After 22 plus years the site that first made NASCAR rumors mainstream and accessible is gone. Death by ESPN will be listed on the headstone. Crushed by the weight of the World Wide Leader distancing themselves from motorsports.
A Piece Of Our Childhood Died With It
Jayski was the website every NASCAR fan visited religiously in the early 2000’s. It was saved in more “favorites” bars than any other racing related website. It was Page 6 for NASCAR. Except there was no sex scandals just rumors like will Jamie McMurray take over the #6 car?
Every day after school I’d ride the bus home and wonder what I was going to find on Jayski every day. As soon as I got in the house and petted the dog I’d fire up the Gateway computer, wait for it to “warm up” and then connect to the internet. As soon as Internet Explorer popped up it was one swift click on the Jayski favorite and boom there it was.
A hideous yellow website with wordart graphics but that didn’t matter. It was filled with all the gossip and possibilities any NASCAR fan could want. Absurd rumors, some of which were true, some of which were so outlandish even my 13-year-old self thought they were ridiculous. Jayski opened up the garage for everyone. The rumors you heard in the garage would end up online. Now not all of them would but they were there. And this was pre #FakeNews era, everyone ate up these rumors and it made NASCAR immensely fun.
Jayski was crack for some of us
We all were addicted to this site. On vacation I’d take over a computer in the business center at the resort to read up on rumors. That’s how I learned David Gilliland was going to Robert Yates Racing. On a school trip to an overnight camp I used the phone call aimed at “checking in” with your parents to have my Dad tell me what was on the site. Also realizing that I was OBSESSED with NASCAR as a kid.

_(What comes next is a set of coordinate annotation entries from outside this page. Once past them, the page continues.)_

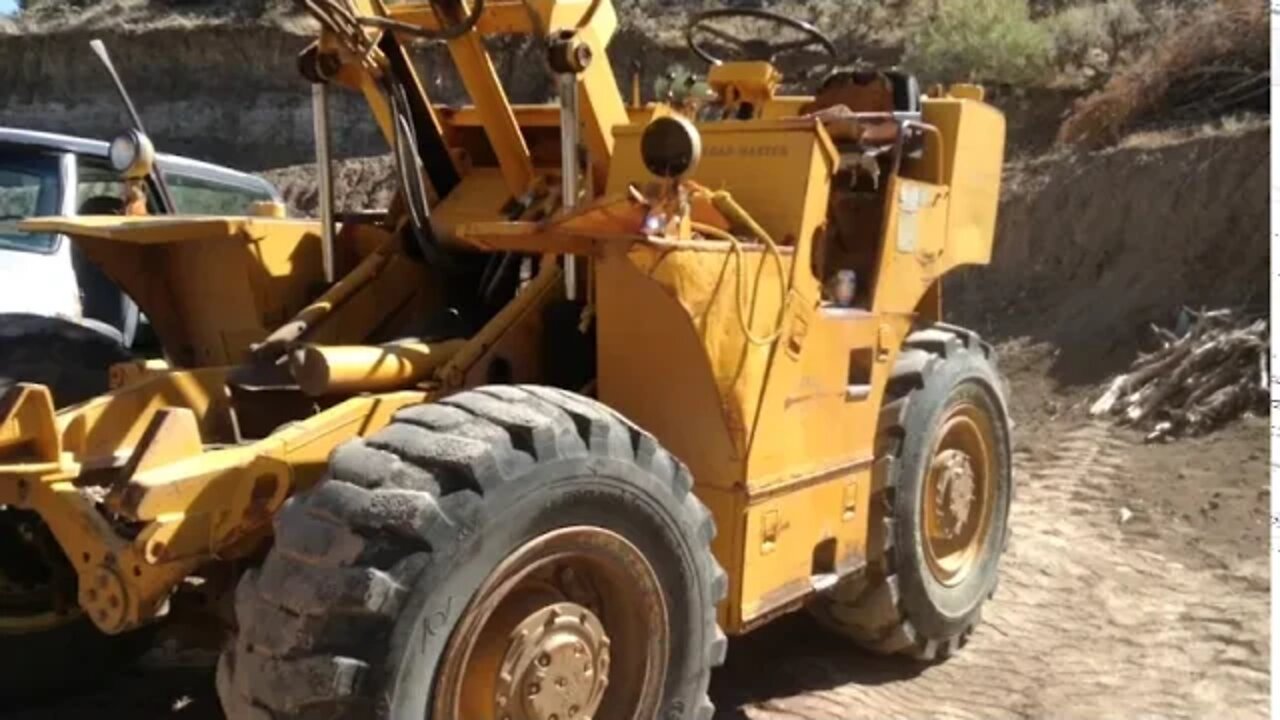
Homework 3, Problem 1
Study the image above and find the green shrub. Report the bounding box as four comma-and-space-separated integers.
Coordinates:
1044, 0, 1155, 64
904, 0, 1053, 85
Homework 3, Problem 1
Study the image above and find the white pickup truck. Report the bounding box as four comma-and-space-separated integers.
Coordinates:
0, 127, 283, 404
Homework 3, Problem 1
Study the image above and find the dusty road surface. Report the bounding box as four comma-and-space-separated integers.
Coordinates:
0, 346, 1270, 720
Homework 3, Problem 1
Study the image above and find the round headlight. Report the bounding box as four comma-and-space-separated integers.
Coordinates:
109, 129, 155, 179
640, 115, 703, 179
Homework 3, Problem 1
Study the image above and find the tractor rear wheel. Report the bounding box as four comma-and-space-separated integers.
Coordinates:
218, 386, 726, 720
812, 325, 1012, 661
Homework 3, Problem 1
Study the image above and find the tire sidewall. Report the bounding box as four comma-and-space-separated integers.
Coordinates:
378, 457, 714, 720
893, 351, 1012, 639
0, 314, 131, 409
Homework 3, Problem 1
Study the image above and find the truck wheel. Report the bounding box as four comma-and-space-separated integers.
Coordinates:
813, 325, 1012, 661
218, 386, 726, 720
0, 507, 154, 696
0, 314, 132, 409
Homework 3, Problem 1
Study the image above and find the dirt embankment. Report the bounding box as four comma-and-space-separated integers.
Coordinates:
946, 126, 1270, 386
0, 0, 1071, 170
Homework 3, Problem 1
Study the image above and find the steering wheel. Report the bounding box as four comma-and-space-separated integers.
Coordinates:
685, 8, 838, 65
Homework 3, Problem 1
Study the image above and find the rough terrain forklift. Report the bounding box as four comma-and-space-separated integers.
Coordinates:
0, 0, 1012, 720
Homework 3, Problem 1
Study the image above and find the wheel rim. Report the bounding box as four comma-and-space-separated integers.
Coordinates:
429, 527, 671, 720
0, 509, 81, 635
920, 404, 996, 585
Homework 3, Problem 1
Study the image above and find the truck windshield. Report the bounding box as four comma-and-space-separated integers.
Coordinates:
0, 150, 60, 252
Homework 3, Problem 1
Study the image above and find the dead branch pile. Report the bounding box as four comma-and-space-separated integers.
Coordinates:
1089, 310, 1270, 442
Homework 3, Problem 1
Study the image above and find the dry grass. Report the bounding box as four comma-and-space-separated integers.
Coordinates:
1057, 0, 1270, 147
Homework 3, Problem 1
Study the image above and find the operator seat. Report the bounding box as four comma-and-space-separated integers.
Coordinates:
800, 65, 920, 146
800, 68, 920, 307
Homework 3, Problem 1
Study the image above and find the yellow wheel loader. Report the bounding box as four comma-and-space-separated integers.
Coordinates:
0, 0, 1012, 720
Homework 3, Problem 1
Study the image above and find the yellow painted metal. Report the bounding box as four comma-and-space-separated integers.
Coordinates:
0, 369, 428, 633
707, 61, 782, 118
449, 3, 534, 197
0, 383, 63, 462
0, 0, 1005, 640
18, 217, 350, 366
289, 340, 465, 397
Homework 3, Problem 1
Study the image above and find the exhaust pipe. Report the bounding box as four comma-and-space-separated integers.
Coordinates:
311, 82, 337, 284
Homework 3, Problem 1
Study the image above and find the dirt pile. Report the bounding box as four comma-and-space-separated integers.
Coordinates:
945, 120, 1270, 384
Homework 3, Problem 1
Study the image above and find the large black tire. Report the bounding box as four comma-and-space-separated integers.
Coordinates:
218, 386, 727, 720
812, 324, 1012, 661
0, 314, 132, 407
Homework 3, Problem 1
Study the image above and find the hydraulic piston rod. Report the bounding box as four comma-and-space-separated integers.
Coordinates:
311, 82, 337, 284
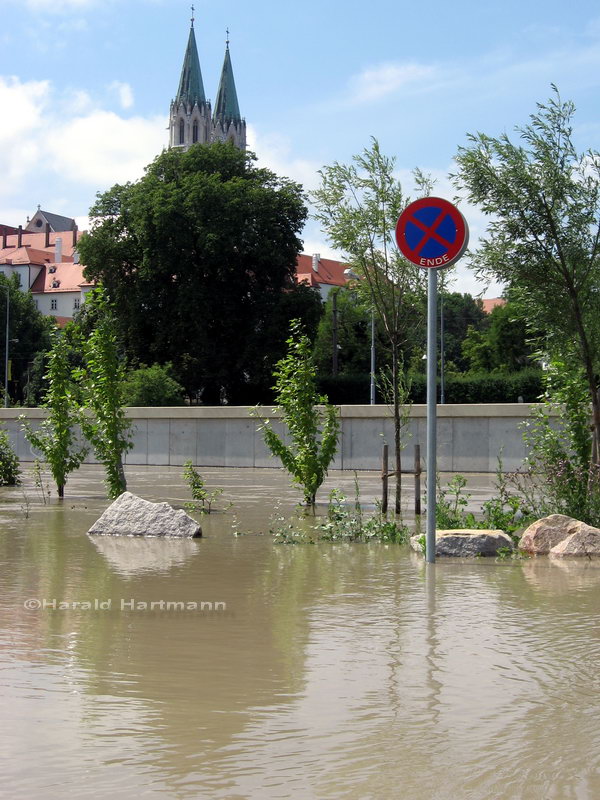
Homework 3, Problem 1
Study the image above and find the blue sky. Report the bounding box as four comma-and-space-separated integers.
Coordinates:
0, 0, 600, 295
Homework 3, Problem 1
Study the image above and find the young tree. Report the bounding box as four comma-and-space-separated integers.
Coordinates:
20, 332, 88, 498
454, 87, 600, 464
75, 289, 132, 499
78, 142, 320, 404
312, 139, 430, 514
254, 320, 339, 507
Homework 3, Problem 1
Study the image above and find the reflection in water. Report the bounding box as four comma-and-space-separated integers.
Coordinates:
0, 488, 600, 800
90, 536, 200, 575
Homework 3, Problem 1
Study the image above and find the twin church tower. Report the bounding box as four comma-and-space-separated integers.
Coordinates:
169, 13, 246, 150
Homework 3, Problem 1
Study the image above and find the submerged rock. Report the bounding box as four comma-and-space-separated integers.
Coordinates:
519, 514, 600, 555
410, 528, 514, 558
550, 522, 600, 557
88, 492, 202, 538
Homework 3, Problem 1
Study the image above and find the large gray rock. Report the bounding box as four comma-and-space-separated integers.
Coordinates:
550, 522, 600, 558
519, 514, 583, 555
88, 492, 202, 537
410, 528, 514, 558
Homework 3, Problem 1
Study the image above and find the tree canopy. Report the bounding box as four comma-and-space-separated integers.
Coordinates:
79, 143, 321, 404
454, 87, 600, 461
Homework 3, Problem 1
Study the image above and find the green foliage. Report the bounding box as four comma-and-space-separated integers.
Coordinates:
254, 320, 340, 506
318, 367, 543, 405
78, 142, 321, 405
74, 289, 133, 499
19, 332, 88, 498
436, 458, 535, 535
317, 489, 410, 544
519, 360, 600, 527
462, 303, 534, 373
313, 288, 389, 376
0, 428, 21, 486
123, 364, 185, 406
270, 478, 410, 544
183, 461, 223, 514
312, 138, 431, 513
455, 87, 600, 464
440, 291, 489, 372
435, 475, 477, 530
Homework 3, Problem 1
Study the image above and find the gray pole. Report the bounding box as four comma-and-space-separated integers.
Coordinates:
4, 286, 10, 408
440, 290, 446, 406
370, 308, 375, 406
331, 289, 338, 377
426, 269, 437, 564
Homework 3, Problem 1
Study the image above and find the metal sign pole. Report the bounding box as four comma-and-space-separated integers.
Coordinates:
425, 269, 437, 564
396, 197, 469, 564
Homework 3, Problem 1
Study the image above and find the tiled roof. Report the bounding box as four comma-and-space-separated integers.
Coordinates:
0, 231, 81, 263
31, 261, 85, 294
0, 247, 50, 265
40, 209, 75, 233
296, 254, 348, 286
481, 297, 506, 314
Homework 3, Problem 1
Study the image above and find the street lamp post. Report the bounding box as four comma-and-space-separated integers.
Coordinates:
4, 286, 10, 408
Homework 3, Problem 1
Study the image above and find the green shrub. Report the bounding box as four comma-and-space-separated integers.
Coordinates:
319, 367, 543, 405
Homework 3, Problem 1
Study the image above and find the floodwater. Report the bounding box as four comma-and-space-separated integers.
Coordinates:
0, 467, 600, 800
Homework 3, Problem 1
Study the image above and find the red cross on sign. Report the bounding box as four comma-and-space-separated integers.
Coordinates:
396, 197, 469, 269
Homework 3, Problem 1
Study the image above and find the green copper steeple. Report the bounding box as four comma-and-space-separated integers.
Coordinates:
175, 18, 206, 107
213, 40, 242, 123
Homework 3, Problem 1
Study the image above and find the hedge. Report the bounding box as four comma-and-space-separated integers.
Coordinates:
319, 368, 542, 405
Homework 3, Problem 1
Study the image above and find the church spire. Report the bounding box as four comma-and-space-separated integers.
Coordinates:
213, 30, 246, 150
175, 15, 206, 108
213, 30, 242, 122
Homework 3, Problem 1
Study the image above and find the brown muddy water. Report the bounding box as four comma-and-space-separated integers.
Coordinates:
0, 467, 600, 800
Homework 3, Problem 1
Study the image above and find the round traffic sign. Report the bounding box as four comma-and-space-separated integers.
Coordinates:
396, 197, 469, 269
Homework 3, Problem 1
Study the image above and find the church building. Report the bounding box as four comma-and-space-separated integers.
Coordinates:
169, 17, 246, 150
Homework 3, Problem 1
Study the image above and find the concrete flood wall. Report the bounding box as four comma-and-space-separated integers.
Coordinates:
0, 403, 552, 472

Outside of rumors Jayski had the most extensive collection of paint schemes on the internet. I’d spend hours going through paint schemes from each year. And anytime the flashy “new” graphic showed up next to a drivers section you got genuinely excited. What could Pepsi have up their sleeve for Gordon this year? Blue?! Wow and then you’d click to the next one. It was porn before we discovered actual porn.
Thanks for the memories Jayski
Everything that was housed at Jayski was resourceful. Tracks had their own pages full of information. From track phone numbers, addresses, sponsors, statistics, past finishing orders. It was the perfect website. Hell there were Busch, Truck Series and race track rumors as well. It was incredible.
And then ESPN came along. Gone were the days of a yellow website with gaudy graphics and rumors that absolutely could not be vetted. Like most things ESPN touched they ruined it. F1live.com was the same way, it was the European Jayski. ESPN put their hands on it and then dead. Ceased to exist in the form that made it great.
A piece of my after school ritual died today but all good things must come to an end.